Was erhält die Industrie vom Staat?
Die Automobilindustrie gehört zu den am stärksten geförderten Branchen in Deutschland. Milliardenhilfen fließen in Elektromobilität, Batterieforschung, Wasserstoff und Digitalisierung. Dennoch scheint die finanzielle Unterstützung nicht auszureichen, wenn sie nicht mit besseren Standortbedingungen einhergeht. Die Bundesregierung arbeitet zwar an Steuererleichterungen, Transformationshilfen und neuen Energiepreismodellen – doch bislang ist der Effekt auf die Investitionsbereitschaft gering.
Fazit:
Die enorme Investitionssumme von über einer halben Billion Euro zeigt die wirtschaftliche Stärke der deutschen Automobilindustrie.

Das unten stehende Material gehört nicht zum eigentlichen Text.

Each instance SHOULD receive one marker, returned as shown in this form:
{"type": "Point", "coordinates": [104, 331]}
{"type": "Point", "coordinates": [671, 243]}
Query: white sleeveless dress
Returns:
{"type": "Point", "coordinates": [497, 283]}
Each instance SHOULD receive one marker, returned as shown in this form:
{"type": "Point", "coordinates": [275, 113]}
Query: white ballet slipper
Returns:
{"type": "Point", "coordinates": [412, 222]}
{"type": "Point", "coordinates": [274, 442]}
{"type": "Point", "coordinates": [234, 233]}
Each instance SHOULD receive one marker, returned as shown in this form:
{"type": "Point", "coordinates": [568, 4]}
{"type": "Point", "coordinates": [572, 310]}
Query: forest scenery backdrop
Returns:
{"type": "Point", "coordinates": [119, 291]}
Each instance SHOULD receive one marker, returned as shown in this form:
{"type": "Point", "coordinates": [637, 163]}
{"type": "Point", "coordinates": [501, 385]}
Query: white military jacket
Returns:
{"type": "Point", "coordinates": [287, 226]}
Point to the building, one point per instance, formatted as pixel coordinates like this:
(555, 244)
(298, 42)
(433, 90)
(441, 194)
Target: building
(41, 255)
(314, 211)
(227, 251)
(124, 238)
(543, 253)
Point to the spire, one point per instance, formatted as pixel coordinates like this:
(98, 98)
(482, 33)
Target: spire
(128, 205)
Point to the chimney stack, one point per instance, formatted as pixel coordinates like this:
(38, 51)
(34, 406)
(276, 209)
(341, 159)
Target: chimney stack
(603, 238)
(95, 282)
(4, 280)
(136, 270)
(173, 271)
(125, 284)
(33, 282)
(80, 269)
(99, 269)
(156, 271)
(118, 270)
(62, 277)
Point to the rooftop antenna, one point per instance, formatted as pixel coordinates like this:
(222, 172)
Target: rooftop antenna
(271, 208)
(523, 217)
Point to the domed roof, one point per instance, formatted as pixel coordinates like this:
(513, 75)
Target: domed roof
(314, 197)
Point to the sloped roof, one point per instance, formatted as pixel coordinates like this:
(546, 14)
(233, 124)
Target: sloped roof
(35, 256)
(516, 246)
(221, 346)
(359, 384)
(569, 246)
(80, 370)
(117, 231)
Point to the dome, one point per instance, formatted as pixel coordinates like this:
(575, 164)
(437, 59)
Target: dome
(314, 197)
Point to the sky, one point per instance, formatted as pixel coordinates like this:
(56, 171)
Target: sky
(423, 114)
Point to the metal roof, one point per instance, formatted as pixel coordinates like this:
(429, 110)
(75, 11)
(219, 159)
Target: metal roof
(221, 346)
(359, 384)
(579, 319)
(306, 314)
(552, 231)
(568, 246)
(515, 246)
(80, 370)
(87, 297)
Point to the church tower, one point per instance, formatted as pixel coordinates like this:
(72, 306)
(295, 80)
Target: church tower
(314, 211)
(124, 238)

Doch der Großteil der Gelder wird nicht im Inland eingesetzt – was dem Industriestandort Deutschland ein falsches Signal sendet. Entscheidend wird sein, ob Politik und Wirtschaft gemeinsam die Rahmenbedingungen verbessern – damit Investitionen wieder stärker in Deutschland stattfinden, Wertschöpfung gesichert und Arbeitsplätze erhalten werden.